The Company committed to a policy – no convertible debt instruments. And in order to avoid issuing any significant amount of shares, it engaged in a holding company reorganization, as described below, so as to avoid any dilution whatsoever, to NovaGraphene Ballistics, Inc. from the historical debt instruments.
Director Paul Beasant (also CEO of affiliated Nova Graphene Canada), is excited to be working with the NG Ballistics team: “We look forward to this opportunity, partnering with NG Ballistics [NovaGraphene Ballistics, Inc.]. With this relationship, I look forward to bringing this next-gen technology to the market. This will enable us to fast-track our commercialization of 3D-printed ballistic plates, to help safeguard our military personnel.”
Paul Beasant, continues “The Canadian branch, Nova Graphene Canada, is just commencing its third defense contract with the Canadian federal government. This novel graphene-enhanced technology facilitates effective, lightweight ballistic protection, while improving mobility, performance, and survivability. Actual production will occur at the Tennessee facility.”

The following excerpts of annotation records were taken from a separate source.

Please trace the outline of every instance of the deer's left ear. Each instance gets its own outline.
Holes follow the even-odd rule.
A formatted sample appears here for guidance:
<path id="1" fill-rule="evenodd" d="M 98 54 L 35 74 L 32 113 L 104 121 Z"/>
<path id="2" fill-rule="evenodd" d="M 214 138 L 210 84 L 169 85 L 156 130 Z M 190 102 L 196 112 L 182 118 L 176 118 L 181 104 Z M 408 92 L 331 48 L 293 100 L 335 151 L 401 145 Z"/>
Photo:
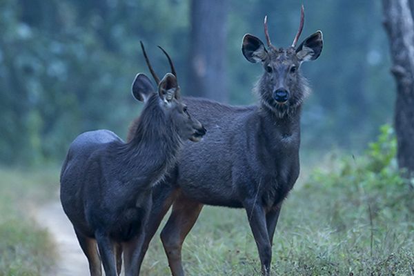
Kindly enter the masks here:
<path id="1" fill-rule="evenodd" d="M 250 62 L 264 61 L 268 57 L 264 44 L 254 35 L 246 34 L 243 37 L 241 52 L 246 59 Z"/>
<path id="2" fill-rule="evenodd" d="M 296 48 L 296 55 L 302 61 L 315 60 L 321 55 L 323 46 L 322 32 L 318 30 L 300 43 Z"/>
<path id="3" fill-rule="evenodd" d="M 151 94 L 155 92 L 151 81 L 145 74 L 137 74 L 131 86 L 134 98 L 139 101 L 146 101 Z"/>
<path id="4" fill-rule="evenodd" d="M 166 74 L 158 85 L 158 94 L 166 103 L 170 102 L 174 98 L 179 99 L 179 86 L 175 76 L 171 73 Z"/>

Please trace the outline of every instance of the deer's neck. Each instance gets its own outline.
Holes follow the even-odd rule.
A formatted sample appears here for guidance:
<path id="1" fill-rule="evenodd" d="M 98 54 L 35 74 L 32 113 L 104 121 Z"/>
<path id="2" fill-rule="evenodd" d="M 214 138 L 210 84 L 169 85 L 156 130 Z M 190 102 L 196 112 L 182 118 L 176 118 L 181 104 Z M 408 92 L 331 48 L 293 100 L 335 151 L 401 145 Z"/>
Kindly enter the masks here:
<path id="1" fill-rule="evenodd" d="M 301 107 L 297 107 L 280 117 L 268 106 L 260 108 L 260 117 L 264 136 L 281 143 L 292 143 L 299 147 L 300 143 Z"/>
<path id="2" fill-rule="evenodd" d="M 122 181 L 149 188 L 164 177 L 177 158 L 182 141 L 157 99 L 150 99 L 132 140 L 119 151 Z M 139 187 L 138 187 L 139 186 Z"/>

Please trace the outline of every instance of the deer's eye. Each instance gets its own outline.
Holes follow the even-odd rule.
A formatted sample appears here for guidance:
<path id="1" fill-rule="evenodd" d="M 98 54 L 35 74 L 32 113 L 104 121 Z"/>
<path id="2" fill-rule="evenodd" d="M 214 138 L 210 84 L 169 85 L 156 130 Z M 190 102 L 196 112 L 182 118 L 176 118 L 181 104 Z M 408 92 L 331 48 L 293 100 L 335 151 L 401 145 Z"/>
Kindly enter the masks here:
<path id="1" fill-rule="evenodd" d="M 184 113 L 186 113 L 187 115 L 189 115 L 189 114 L 188 114 L 188 110 L 187 110 L 187 107 L 186 107 L 186 106 L 184 106 L 184 107 L 183 108 L 183 112 L 184 112 Z"/>
<path id="2" fill-rule="evenodd" d="M 273 68 L 272 68 L 272 66 L 270 66 L 270 65 L 266 66 L 266 72 L 267 72 L 268 73 L 271 73 L 273 71 Z"/>

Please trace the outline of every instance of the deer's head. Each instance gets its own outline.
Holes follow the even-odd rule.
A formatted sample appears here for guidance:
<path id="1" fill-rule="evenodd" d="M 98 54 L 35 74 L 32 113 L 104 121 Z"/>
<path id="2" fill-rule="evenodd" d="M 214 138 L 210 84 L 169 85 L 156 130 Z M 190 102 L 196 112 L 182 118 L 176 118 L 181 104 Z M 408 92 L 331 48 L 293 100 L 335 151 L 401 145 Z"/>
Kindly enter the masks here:
<path id="1" fill-rule="evenodd" d="M 167 57 L 171 68 L 171 72 L 166 74 L 160 80 L 151 66 L 142 43 L 141 46 L 148 68 L 158 86 L 157 103 L 164 110 L 170 126 L 183 140 L 200 141 L 206 134 L 206 128 L 197 119 L 190 115 L 187 106 L 181 99 L 177 73 L 170 56 L 158 46 Z M 137 100 L 146 101 L 150 97 L 155 97 L 155 91 L 151 81 L 144 74 L 138 74 L 135 77 L 132 92 Z"/>
<path id="2" fill-rule="evenodd" d="M 311 34 L 297 46 L 304 20 L 304 7 L 301 9 L 299 30 L 290 47 L 277 48 L 270 42 L 268 32 L 267 17 L 264 17 L 264 33 L 268 47 L 251 34 L 243 37 L 241 51 L 246 59 L 260 62 L 264 72 L 257 89 L 263 104 L 283 117 L 300 106 L 309 88 L 300 73 L 304 61 L 318 58 L 322 50 L 323 39 L 320 30 Z"/>

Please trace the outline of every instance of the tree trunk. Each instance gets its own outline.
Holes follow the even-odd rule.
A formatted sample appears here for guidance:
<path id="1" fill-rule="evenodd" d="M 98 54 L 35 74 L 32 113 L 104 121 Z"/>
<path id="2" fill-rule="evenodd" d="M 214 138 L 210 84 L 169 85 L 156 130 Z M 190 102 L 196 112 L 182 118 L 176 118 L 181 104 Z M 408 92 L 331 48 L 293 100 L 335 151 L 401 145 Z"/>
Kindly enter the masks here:
<path id="1" fill-rule="evenodd" d="M 398 166 L 414 176 L 414 23 L 408 0 L 383 0 L 387 31 L 397 83 L 394 124 Z"/>
<path id="2" fill-rule="evenodd" d="M 226 39 L 228 0 L 192 0 L 188 91 L 227 101 Z"/>

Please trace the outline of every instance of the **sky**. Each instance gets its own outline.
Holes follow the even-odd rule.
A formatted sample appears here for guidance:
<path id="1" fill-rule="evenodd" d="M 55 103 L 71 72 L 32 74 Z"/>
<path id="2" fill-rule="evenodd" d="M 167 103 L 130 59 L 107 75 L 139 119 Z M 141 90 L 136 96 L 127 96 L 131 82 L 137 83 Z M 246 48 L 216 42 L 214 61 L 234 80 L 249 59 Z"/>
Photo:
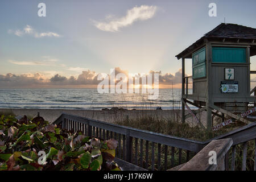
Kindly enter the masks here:
<path id="1" fill-rule="evenodd" d="M 210 3 L 217 16 L 208 15 Z M 38 5 L 46 5 L 40 17 Z M 0 88 L 91 88 L 100 73 L 160 74 L 180 87 L 175 55 L 224 22 L 256 28 L 254 0 L 1 0 Z M 256 70 L 251 57 L 251 70 Z M 185 72 L 192 75 L 191 60 Z"/>

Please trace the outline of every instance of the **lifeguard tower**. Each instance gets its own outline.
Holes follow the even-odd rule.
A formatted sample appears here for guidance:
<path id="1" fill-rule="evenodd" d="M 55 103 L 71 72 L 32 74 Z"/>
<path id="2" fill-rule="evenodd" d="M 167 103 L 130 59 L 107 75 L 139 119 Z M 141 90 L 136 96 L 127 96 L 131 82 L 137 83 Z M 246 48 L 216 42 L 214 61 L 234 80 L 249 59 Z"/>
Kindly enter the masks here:
<path id="1" fill-rule="evenodd" d="M 256 55 L 256 28 L 221 23 L 176 56 L 182 59 L 182 121 L 206 110 L 208 129 L 212 118 L 228 116 L 246 123 L 241 113 L 254 106 L 255 90 L 250 90 L 250 57 Z M 185 59 L 192 59 L 192 76 L 185 76 Z M 188 84 L 192 79 L 192 94 Z M 254 94 L 255 95 L 255 94 Z M 187 104 L 198 110 L 191 110 Z M 185 107 L 190 113 L 185 115 Z"/>

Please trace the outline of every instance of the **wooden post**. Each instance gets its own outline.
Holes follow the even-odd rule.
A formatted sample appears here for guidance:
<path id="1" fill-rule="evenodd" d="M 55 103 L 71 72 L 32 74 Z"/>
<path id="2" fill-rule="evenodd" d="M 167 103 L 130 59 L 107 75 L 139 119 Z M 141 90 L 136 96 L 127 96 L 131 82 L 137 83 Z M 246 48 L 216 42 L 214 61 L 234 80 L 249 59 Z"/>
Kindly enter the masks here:
<path id="1" fill-rule="evenodd" d="M 188 94 L 188 77 L 186 77 L 186 97 Z"/>
<path id="2" fill-rule="evenodd" d="M 212 87 L 210 85 L 210 69 L 211 69 L 211 56 L 210 56 L 210 45 L 208 40 L 206 40 L 206 63 L 207 63 L 207 101 L 206 101 L 206 107 L 207 107 L 207 129 L 209 131 L 211 130 L 212 126 L 212 109 L 210 106 L 212 104 Z"/>
<path id="3" fill-rule="evenodd" d="M 182 92 L 181 92 L 181 101 L 183 100 L 183 96 L 185 94 L 185 58 L 182 57 Z M 181 102 L 182 107 L 182 122 L 185 122 L 185 105 L 183 102 Z"/>
<path id="4" fill-rule="evenodd" d="M 131 163 L 132 150 L 133 150 L 133 137 L 130 136 L 130 130 L 127 130 L 126 131 L 126 161 L 129 162 L 129 163 Z"/>

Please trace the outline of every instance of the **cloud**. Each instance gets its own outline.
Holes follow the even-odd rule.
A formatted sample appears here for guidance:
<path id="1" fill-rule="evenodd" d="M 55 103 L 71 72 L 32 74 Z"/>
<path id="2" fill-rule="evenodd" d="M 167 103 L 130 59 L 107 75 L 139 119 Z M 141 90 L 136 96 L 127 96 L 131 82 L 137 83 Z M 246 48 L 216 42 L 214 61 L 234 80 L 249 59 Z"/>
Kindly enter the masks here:
<path id="1" fill-rule="evenodd" d="M 115 75 L 122 73 L 127 75 L 128 72 L 119 67 L 115 68 Z M 161 71 L 151 71 L 150 73 L 159 74 L 159 85 L 177 85 L 180 86 L 181 81 L 181 69 L 174 75 L 166 73 L 162 75 Z M 109 73 L 108 73 L 109 75 Z M 139 73 L 135 74 L 135 77 L 139 77 Z M 48 75 L 48 74 L 46 74 Z M 82 71 L 77 77 L 71 76 L 67 77 L 59 73 L 55 74 L 51 77 L 47 77 L 46 74 L 40 73 L 26 73 L 17 75 L 12 73 L 0 75 L 0 88 L 96 88 L 101 81 L 97 80 L 98 73 L 94 71 L 88 70 Z M 118 81 L 117 81 L 117 83 Z"/>
<path id="2" fill-rule="evenodd" d="M 63 64 L 56 64 L 59 61 L 56 59 L 52 59 L 48 56 L 43 56 L 43 59 L 38 61 L 19 61 L 13 60 L 10 60 L 9 61 L 11 63 L 20 65 L 40 65 L 40 66 L 53 66 L 53 67 L 65 67 Z"/>
<path id="3" fill-rule="evenodd" d="M 74 72 L 81 72 L 85 69 L 88 69 L 88 68 L 84 68 L 81 67 L 70 67 L 68 68 L 68 70 L 72 71 Z"/>
<path id="4" fill-rule="evenodd" d="M 94 25 L 102 31 L 117 32 L 121 28 L 131 25 L 136 21 L 145 20 L 152 18 L 156 9 L 157 7 L 155 6 L 135 6 L 128 10 L 125 16 L 114 18 L 113 16 L 107 16 L 106 22 L 94 21 Z"/>
<path id="5" fill-rule="evenodd" d="M 159 73 L 159 84 L 162 85 L 172 85 L 180 84 L 181 82 L 182 78 L 182 70 L 181 69 L 179 69 L 179 71 L 176 72 L 174 75 L 170 73 L 167 73 L 164 75 L 162 75 L 161 71 L 154 72 L 151 71 L 150 72 L 151 73 Z M 187 76 L 187 75 L 185 76 Z"/>
<path id="6" fill-rule="evenodd" d="M 19 29 L 15 31 L 9 30 L 8 30 L 8 33 L 11 34 L 14 34 L 14 35 L 18 36 L 23 36 L 24 35 L 30 35 L 36 38 L 40 38 L 45 36 L 57 38 L 60 37 L 60 35 L 58 34 L 52 32 L 39 33 L 36 31 L 35 31 L 35 29 L 34 29 L 31 26 L 28 24 L 27 24 L 22 30 L 20 30 Z"/>

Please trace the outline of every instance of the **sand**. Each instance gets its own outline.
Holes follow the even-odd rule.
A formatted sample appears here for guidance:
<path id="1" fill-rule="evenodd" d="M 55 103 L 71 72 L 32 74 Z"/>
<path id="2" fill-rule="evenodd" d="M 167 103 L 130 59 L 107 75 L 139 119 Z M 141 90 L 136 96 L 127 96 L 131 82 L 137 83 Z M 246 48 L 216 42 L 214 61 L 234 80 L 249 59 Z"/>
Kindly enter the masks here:
<path id="1" fill-rule="evenodd" d="M 114 123 L 115 121 L 136 119 L 144 117 L 151 117 L 160 119 L 172 119 L 180 120 L 180 110 L 95 110 L 76 109 L 0 109 L 0 113 L 11 111 L 16 115 L 26 115 L 30 117 L 36 116 L 38 112 L 40 115 L 50 122 L 55 121 L 63 113 L 80 115 L 88 118 Z M 185 114 L 188 111 L 185 110 Z M 206 112 L 203 111 L 197 115 L 202 123 L 206 126 Z M 192 117 L 186 119 L 187 122 L 195 123 Z"/>

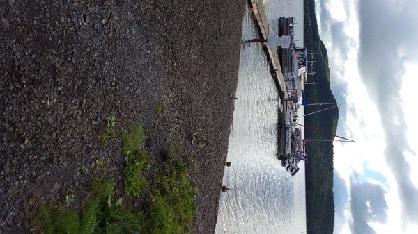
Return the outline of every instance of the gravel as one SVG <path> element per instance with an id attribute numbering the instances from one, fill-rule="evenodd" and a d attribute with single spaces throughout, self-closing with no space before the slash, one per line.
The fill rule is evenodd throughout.
<path id="1" fill-rule="evenodd" d="M 79 209 L 92 175 L 113 178 L 120 196 L 118 133 L 140 118 L 152 165 L 169 148 L 196 162 L 195 233 L 213 233 L 245 3 L 0 1 L 0 233 L 28 233 L 39 204 L 71 191 Z M 117 133 L 102 147 L 110 116 Z M 100 158 L 103 171 L 79 173 Z"/>

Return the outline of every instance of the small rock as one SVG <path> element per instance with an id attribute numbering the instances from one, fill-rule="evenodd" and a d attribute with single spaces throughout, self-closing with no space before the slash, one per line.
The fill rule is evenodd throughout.
<path id="1" fill-rule="evenodd" d="M 4 27 L 6 28 L 8 28 L 9 26 L 10 25 L 8 20 L 5 18 L 1 18 L 1 23 L 3 23 L 3 24 L 4 24 Z"/>
<path id="2" fill-rule="evenodd" d="M 54 184 L 54 186 L 52 186 L 52 190 L 56 190 L 58 189 L 59 189 L 61 187 L 61 184 L 58 182 L 56 182 L 56 183 Z"/>

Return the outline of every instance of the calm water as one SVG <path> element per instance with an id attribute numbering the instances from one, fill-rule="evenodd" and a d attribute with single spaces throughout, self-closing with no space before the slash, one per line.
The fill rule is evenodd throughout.
<path id="1" fill-rule="evenodd" d="M 247 10 L 242 40 L 257 35 Z M 304 167 L 291 177 L 277 159 L 281 107 L 258 44 L 241 49 L 236 95 L 215 233 L 306 233 Z"/>

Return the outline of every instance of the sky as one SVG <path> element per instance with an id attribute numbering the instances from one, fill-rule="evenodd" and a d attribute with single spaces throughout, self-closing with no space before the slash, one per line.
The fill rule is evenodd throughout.
<path id="1" fill-rule="evenodd" d="M 341 106 L 334 233 L 418 233 L 418 0 L 316 0 Z"/>

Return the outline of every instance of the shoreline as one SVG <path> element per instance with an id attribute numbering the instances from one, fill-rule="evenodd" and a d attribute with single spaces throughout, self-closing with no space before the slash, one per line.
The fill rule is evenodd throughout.
<path id="1" fill-rule="evenodd" d="M 72 193 L 79 209 L 90 176 L 123 190 L 121 136 L 98 140 L 114 116 L 118 133 L 142 119 L 151 165 L 169 148 L 193 159 L 194 233 L 213 233 L 245 3 L 0 3 L 0 231 L 27 233 L 41 201 Z M 206 148 L 192 144 L 194 133 Z"/>

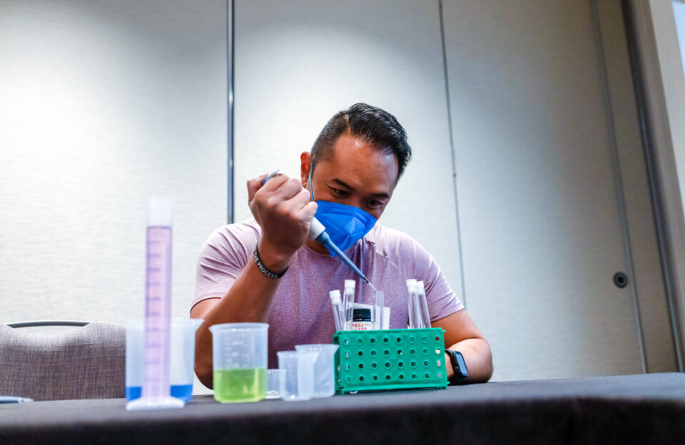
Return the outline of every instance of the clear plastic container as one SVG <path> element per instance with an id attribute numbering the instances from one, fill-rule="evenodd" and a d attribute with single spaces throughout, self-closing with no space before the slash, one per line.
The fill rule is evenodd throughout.
<path id="1" fill-rule="evenodd" d="M 257 401 L 266 397 L 267 323 L 223 323 L 212 332 L 214 399 Z"/>
<path id="2" fill-rule="evenodd" d="M 203 320 L 196 318 L 171 319 L 169 382 L 171 397 L 188 401 L 193 397 L 195 375 L 195 332 Z M 126 399 L 141 397 L 143 383 L 144 322 L 126 323 Z"/>
<path id="3" fill-rule="evenodd" d="M 314 395 L 314 363 L 318 353 L 281 351 L 277 355 L 278 369 L 286 371 L 285 390 L 280 398 L 288 401 L 311 399 Z"/>
<path id="4" fill-rule="evenodd" d="M 280 399 L 285 392 L 285 369 L 269 369 L 266 382 L 266 398 Z"/>
<path id="5" fill-rule="evenodd" d="M 313 397 L 330 397 L 335 394 L 335 351 L 337 344 L 298 344 L 298 351 L 318 354 L 314 362 Z"/>

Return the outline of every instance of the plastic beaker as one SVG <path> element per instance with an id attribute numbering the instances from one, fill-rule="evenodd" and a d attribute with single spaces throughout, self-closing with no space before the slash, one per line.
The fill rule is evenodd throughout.
<path id="1" fill-rule="evenodd" d="M 283 400 L 309 400 L 314 394 L 314 362 L 318 352 L 281 351 L 278 369 L 285 369 L 285 387 L 280 394 Z"/>
<path id="2" fill-rule="evenodd" d="M 209 327 L 218 401 L 257 401 L 266 396 L 268 329 L 267 323 Z"/>
<path id="3" fill-rule="evenodd" d="M 266 382 L 266 398 L 280 399 L 285 392 L 285 369 L 269 369 Z"/>
<path id="4" fill-rule="evenodd" d="M 330 397 L 335 394 L 335 351 L 337 344 L 298 344 L 298 351 L 317 352 L 314 362 L 314 393 L 313 397 Z"/>
<path id="5" fill-rule="evenodd" d="M 193 397 L 195 375 L 195 332 L 202 324 L 198 318 L 171 319 L 169 352 L 169 382 L 172 397 L 188 401 Z M 126 399 L 141 397 L 145 322 L 126 323 Z"/>

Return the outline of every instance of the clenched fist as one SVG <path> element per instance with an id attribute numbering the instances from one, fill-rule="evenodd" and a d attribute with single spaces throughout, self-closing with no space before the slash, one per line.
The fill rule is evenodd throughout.
<path id="1" fill-rule="evenodd" d="M 248 180 L 250 210 L 262 228 L 259 255 L 264 266 L 275 272 L 288 267 L 293 255 L 306 242 L 316 203 L 300 180 L 286 175 Z"/>

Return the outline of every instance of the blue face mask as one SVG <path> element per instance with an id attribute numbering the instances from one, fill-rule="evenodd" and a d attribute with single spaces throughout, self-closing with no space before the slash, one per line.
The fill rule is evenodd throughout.
<path id="1" fill-rule="evenodd" d="M 314 200 L 314 186 L 312 183 L 312 171 L 314 170 L 314 161 L 309 170 L 309 188 Z M 316 219 L 326 227 L 326 233 L 330 240 L 340 247 L 340 250 L 349 249 L 365 235 L 369 232 L 376 223 L 376 218 L 364 210 L 352 205 L 330 203 L 329 201 L 315 201 L 318 208 Z M 335 254 L 331 252 L 331 257 Z"/>

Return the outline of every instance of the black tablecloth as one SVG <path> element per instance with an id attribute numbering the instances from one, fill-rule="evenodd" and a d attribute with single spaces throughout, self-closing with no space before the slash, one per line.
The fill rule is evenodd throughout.
<path id="1" fill-rule="evenodd" d="M 0 405 L 0 444 L 685 443 L 685 374 L 494 382 L 128 412 L 126 400 Z"/>

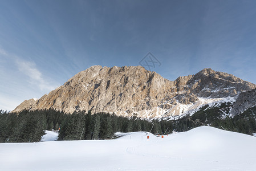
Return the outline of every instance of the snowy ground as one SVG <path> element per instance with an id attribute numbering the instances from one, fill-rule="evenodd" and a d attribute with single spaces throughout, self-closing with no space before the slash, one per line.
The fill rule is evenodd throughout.
<path id="1" fill-rule="evenodd" d="M 46 130 L 46 134 L 42 137 L 41 141 L 52 141 L 58 140 L 59 133 L 56 131 Z"/>
<path id="2" fill-rule="evenodd" d="M 157 137 L 0 144 L 0 170 L 255 170 L 256 137 L 202 127 Z M 147 139 L 147 136 L 149 139 Z"/>

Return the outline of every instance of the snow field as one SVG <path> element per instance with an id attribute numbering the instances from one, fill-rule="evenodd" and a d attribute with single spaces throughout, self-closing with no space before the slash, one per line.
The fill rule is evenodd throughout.
<path id="1" fill-rule="evenodd" d="M 255 170 L 256 137 L 201 127 L 156 137 L 0 144 L 0 170 Z M 147 136 L 149 136 L 149 139 Z"/>

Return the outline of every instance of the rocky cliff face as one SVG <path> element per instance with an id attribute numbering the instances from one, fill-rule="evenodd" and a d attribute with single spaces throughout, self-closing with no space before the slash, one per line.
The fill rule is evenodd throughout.
<path id="1" fill-rule="evenodd" d="M 237 115 L 249 108 L 256 105 L 256 89 L 242 92 L 235 99 L 231 114 Z"/>
<path id="2" fill-rule="evenodd" d="M 202 99 L 235 97 L 255 87 L 232 75 L 209 68 L 172 82 L 141 66 L 95 66 L 32 104 L 21 104 L 13 112 L 54 108 L 70 113 L 91 110 L 124 116 L 136 113 L 141 117 L 170 117 L 194 109 L 202 105 Z"/>

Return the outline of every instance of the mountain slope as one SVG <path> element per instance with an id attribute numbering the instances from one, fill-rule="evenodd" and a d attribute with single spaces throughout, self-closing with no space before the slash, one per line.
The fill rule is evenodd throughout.
<path id="1" fill-rule="evenodd" d="M 172 82 L 141 66 L 95 66 L 13 112 L 54 108 L 70 113 L 91 110 L 124 116 L 172 117 L 192 113 L 205 104 L 233 100 L 241 92 L 255 88 L 233 75 L 210 68 Z"/>

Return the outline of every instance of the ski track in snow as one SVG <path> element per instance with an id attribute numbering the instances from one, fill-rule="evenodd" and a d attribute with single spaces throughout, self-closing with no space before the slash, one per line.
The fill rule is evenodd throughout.
<path id="1" fill-rule="evenodd" d="M 201 127 L 157 137 L 0 144 L 0 170 L 255 170 L 256 137 Z M 149 139 L 147 139 L 147 136 Z"/>

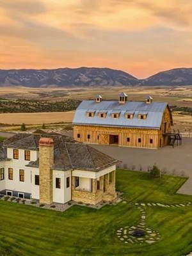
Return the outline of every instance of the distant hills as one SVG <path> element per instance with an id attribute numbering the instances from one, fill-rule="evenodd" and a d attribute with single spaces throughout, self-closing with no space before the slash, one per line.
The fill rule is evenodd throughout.
<path id="1" fill-rule="evenodd" d="M 192 84 L 192 68 L 175 68 L 138 79 L 107 68 L 0 70 L 0 86 L 77 87 L 116 86 L 184 86 Z"/>

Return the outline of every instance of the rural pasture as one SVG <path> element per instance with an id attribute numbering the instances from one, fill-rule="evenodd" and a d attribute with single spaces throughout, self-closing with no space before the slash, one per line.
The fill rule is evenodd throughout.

NG Ballistics CEO, Dr. Gabriel Vlad, aerospace design engineer, added:
“Much of my focus will encompass the conductive transmission properties of graphene in addition to its inherent strength, as applied to critical components used in both defense and commercial applications. As a pilot and retired servicemember, we must always be able to protect physically but also to track our troops and air, land and sea assets and enable them with all the proper gear and sensor data fusion to get them the best situational awareness to help them make better decisions in the theater. Likewise, law enforcement will also be able to track, enable/disable components in the gear and get a real-time data on complex evolving situations via optical power and data networks woven into the wearables. And finally, as an aerospace engineer, I am continuing my work on increasing not only the structural strength of any aircraft/rotorcraft/tilt-rotor via the use of graphene, but also use some of its properties for the real-time in-flight structural defects and stress analysis, etc.”